И они понеслись, топча тополиные сережки, перелетели через тихую улицу Рентгена, легко преодолели решетку на глазах у изумленных мальчишек, катавшихся на взрослом дамском велосипеде, одном на троих. А потом обогнули исходившую густым теплым паром прачечную, добрались до нечистых вод речки Карповки — естественной границы медицинской автономии — и только там перевели дух, опершись о решетку набережной.
— Осточертело, — сказал запыхавшийся Вадим. Сказал Инне, весь во власти воспоминаний. Сказал Инне, а оказалось — Авроре.
— Вадик, что? — изумилась Аврора Францевна. — Я с тобой разговариваю, а ты не слышишь. Ты где, Вадик? Куда ты мысленно улетел? И где же Олег? Надо в милицию звонить, в больницы. Тебе не кажется?
— Да все с ним в порядке, мам, — хриплым от лжи и неприятных воспоминаний голосом ответил из-под челки Вадим. — Я не хотел тебе говорить, раз он сам не говорил. У него дама сердца образовалась. Он у нее ночует и не звонит в угаре страсти. Негде ему больше быть, как только у этой его дамы. Мам, мы взрослые уже, ты не заметила?
— Я заметила, но глазам своим не верю, — горестно вздохнула Аврора Францевна. — Каждый сам по себе, секреты, тайны. И папа тоже. Ах, мальчики, я же всегда вас понимала и никогда не навязывала своей воли. Зачем же теперь секреты и тайны? Это очень больно.
— Мы не хотим тебя волновать, мам, — ответил Вадим. — То есть и волновать-то нечем. Ну, просто есть вещи, в которых мы сами должны разобраться, а если говорить, то еще больше запутаешься.
— Вадька, я не верю, что Олег у своей дамы. Он бы обязательно позвонил, — снова начала Аврора Францевна. — Вадька, честно, где твой брат?
— Мам, ну, снова-здорово. Мам, у своей дамы. Или у другой какой-нибудь, у которой телефона нет. Что ты, в самом деле? Он сам большой. Не могу же я за ним хвостом ходить.
— Почему это не можешь? Раньше ходил.
— Не могу, потому что в морду получу. В прямом или переносном смысле. И правильно получу. Оно мне надо?
— Вадька, мне обзванивать больницы? — строго спросила Аврора, все еще надеясь прищучить Вадима, который явно что-то скрывал.
— Мам, честное слово, все с ним в порядке, — отворачивался Вадим. — Я знаю, где он. Но не спрашивай ты меня больше. Я все сказал, что мог. Вернется, никуда не денется.
И Вадим бежал, оставив мать в тревоге и размышлениях. Он понимал, что рано или поздно ей придется рассказать обо всем. О том, что он собрался с духом и позвонил в известную справочную на Садовой, куда приходят сведения о найденных на улице без сознания, о доставленных в вытрезвитель и о тех, кому «дали» по какой-то причине пятнадцать суток.
«Лунин, Олег Михайлович, мелкий хулиган, — сообщили ему, — направлен на общественно-полезные работы.

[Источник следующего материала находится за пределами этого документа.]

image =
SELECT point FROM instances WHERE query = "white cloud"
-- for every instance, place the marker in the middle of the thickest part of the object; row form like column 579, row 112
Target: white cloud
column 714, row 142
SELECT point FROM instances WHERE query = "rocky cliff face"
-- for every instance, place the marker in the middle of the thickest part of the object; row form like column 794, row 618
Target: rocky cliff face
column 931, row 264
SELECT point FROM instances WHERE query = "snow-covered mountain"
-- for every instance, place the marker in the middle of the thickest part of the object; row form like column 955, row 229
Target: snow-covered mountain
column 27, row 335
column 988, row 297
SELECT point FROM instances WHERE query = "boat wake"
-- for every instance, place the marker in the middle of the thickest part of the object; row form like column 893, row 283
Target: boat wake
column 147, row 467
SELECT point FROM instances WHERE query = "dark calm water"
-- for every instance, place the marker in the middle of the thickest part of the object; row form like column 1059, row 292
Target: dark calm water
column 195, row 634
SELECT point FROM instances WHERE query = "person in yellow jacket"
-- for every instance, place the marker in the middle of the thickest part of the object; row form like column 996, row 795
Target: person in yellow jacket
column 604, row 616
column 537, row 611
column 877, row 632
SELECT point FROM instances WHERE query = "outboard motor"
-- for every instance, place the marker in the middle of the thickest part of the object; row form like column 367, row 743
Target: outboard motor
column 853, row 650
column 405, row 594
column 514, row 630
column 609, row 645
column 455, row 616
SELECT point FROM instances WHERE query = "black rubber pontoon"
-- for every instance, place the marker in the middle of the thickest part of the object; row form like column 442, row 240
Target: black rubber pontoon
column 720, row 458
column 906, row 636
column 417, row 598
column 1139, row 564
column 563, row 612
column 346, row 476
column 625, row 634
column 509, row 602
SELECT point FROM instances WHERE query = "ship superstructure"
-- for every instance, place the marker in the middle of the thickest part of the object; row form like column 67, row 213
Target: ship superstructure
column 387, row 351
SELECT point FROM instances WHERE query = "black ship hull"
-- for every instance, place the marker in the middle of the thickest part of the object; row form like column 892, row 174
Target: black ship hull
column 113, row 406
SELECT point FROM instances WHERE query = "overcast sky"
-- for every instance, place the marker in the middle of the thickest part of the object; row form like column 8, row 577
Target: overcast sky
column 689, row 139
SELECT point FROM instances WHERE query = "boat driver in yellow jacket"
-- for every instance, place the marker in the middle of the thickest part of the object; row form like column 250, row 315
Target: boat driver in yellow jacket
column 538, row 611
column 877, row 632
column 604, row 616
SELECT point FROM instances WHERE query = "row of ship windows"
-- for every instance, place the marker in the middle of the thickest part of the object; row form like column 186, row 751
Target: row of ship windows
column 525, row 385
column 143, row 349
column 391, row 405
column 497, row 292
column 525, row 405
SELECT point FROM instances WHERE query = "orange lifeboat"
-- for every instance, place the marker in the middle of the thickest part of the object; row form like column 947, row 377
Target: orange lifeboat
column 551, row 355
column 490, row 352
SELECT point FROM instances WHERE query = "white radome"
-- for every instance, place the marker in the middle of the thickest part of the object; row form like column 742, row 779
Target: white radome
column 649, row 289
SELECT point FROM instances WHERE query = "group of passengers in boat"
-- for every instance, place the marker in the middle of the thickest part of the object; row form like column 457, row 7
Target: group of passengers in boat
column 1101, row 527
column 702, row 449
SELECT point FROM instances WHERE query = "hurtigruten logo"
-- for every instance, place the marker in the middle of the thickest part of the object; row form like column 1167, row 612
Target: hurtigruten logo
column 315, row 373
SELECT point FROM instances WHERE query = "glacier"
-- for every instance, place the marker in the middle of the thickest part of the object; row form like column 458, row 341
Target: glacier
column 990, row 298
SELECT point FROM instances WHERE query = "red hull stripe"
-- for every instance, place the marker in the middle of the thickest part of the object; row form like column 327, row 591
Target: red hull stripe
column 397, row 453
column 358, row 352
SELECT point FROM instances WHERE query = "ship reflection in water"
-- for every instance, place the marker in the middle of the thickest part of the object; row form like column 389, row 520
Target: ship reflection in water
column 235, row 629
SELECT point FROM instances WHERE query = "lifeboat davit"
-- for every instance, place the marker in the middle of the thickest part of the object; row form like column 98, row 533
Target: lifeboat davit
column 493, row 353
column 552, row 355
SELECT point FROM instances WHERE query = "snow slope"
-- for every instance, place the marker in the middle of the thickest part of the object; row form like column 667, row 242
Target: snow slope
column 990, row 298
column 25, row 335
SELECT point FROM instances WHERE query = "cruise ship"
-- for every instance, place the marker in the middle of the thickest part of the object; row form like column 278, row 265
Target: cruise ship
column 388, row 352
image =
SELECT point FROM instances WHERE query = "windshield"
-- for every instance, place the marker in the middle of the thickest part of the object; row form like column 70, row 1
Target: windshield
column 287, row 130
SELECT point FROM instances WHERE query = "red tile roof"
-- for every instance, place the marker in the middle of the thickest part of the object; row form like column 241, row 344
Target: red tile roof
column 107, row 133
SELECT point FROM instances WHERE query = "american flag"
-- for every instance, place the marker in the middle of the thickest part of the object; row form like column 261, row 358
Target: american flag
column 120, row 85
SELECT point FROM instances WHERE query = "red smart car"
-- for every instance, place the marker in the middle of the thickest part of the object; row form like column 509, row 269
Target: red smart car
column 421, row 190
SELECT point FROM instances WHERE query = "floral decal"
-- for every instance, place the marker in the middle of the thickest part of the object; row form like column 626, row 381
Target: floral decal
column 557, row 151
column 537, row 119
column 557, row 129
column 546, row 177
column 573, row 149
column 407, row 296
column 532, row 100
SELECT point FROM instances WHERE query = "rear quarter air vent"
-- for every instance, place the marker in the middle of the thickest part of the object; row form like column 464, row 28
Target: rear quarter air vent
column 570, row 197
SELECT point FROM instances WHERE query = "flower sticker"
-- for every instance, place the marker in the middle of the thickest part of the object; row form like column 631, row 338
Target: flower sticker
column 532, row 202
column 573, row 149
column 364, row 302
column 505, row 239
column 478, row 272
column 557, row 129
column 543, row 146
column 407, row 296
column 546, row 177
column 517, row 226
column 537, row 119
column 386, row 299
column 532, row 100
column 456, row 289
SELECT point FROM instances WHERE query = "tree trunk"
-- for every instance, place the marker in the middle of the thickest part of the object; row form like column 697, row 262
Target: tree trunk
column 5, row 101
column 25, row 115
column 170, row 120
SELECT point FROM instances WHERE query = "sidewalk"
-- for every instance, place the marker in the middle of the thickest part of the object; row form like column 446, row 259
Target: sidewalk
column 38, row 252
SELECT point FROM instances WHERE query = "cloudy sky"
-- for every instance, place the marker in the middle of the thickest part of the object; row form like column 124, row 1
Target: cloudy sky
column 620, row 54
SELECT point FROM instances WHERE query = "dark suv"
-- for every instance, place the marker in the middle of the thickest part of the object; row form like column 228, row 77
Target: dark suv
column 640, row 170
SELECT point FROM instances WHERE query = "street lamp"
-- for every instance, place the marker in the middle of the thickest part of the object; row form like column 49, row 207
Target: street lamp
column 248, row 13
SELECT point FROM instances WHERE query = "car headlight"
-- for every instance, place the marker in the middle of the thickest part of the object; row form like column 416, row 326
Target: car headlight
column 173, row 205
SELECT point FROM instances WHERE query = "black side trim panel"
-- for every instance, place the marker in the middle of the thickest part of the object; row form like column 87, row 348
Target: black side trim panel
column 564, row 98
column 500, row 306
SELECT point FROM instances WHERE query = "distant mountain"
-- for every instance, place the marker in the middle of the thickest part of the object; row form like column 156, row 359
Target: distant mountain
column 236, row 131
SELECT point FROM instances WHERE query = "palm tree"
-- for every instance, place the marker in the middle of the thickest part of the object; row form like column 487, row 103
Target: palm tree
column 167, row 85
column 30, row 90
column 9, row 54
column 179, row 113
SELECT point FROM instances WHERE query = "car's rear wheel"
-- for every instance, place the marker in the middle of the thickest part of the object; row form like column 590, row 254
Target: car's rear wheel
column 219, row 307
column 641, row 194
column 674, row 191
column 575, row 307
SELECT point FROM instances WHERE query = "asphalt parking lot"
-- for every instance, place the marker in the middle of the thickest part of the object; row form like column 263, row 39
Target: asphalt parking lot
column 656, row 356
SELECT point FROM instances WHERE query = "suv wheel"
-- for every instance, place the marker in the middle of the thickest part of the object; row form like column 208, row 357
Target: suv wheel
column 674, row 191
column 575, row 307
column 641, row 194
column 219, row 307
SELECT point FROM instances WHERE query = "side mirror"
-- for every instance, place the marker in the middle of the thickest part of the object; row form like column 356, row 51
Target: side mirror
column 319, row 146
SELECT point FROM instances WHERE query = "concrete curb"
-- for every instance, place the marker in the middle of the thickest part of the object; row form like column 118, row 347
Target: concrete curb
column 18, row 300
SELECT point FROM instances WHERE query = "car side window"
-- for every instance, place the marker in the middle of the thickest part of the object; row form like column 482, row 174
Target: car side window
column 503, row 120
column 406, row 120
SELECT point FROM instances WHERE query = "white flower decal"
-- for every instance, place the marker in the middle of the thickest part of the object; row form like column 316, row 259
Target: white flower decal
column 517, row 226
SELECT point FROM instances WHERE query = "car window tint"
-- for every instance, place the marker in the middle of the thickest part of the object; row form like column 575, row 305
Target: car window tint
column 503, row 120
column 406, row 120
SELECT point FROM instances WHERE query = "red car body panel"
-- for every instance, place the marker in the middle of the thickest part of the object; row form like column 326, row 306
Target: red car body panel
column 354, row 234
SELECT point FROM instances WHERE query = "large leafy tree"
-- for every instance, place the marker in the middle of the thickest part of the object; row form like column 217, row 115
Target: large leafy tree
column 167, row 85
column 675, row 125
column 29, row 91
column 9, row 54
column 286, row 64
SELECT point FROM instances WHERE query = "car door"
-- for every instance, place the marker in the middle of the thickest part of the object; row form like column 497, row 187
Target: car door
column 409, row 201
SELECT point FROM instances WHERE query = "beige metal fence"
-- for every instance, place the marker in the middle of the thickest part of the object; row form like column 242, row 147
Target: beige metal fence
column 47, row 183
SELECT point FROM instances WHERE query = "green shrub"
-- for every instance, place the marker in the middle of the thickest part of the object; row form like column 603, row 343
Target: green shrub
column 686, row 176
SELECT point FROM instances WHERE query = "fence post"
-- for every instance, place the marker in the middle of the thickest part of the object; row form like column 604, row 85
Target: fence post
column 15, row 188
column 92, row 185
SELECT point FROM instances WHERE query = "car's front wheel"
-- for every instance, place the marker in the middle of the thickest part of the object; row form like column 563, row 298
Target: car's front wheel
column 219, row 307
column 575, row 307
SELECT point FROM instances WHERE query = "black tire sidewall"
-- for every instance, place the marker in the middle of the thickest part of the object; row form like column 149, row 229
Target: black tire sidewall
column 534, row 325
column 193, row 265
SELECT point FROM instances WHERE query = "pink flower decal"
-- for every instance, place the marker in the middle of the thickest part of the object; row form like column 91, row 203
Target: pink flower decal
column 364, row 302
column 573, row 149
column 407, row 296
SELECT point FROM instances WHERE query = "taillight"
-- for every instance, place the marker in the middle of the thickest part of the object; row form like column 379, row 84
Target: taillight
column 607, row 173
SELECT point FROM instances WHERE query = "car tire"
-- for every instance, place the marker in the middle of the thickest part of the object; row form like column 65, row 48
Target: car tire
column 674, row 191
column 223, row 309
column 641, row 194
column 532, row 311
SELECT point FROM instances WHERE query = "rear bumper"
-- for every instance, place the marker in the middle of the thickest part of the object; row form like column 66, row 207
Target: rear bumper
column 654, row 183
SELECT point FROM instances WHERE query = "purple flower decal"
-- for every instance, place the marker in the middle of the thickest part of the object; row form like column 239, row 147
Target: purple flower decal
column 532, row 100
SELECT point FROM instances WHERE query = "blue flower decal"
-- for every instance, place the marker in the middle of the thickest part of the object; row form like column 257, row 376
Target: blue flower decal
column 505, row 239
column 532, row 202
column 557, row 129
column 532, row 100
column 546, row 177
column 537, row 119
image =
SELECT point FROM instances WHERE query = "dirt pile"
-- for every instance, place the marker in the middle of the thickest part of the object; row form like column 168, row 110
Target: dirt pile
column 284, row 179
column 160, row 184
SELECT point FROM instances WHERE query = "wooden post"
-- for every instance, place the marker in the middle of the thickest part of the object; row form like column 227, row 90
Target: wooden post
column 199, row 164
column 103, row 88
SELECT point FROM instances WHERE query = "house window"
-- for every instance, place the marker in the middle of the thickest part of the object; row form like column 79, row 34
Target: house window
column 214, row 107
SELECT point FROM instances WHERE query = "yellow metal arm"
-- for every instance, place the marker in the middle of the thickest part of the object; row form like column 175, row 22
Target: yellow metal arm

Освободится через две недели».
* * *
Вадим бежал, и все внутри него кипело от возмущения. «Осточертело!» — повторял он про себя. Словечко не отвязывалось, не таяло, не рассыпалось на буквы. Оно вертелось на языке волосатой щекотной гусеницей, цеплялось за зубы и не выплевывалось. Вадим, надеясь, что в расчлененном, перетасованном виде словечко потеряет способность к ежесекундной регенерации и его можно будет выплюнуть по частям, разжевывал его. «Черт, тело, рост, торс, чело, рот…» — бормотал он. Но он добился только того, что гусениц стало неизмеримо больше, и каждая из них набирала рост и обретала тело. «Осточертело!» Вадим понял, что, пока слово не найдет адресата, ему не удастся от него избавиться. И еще он понял, что несется, как сумасшедший, во вполне определенном направлении — к институтской краснокирпичной общаге, что у Гренадерского моста, несется своим ходом, забыв, что на свете есть трамваи и троллейбусы, а также и автобусы. Несется, забыв о том, что в общагу ему после известных событий хода нет, не пропустят его через проходную даже среди бела дня, а пользоваться крысиными ходами, прятаться, красться по коридорам ему… осточертело!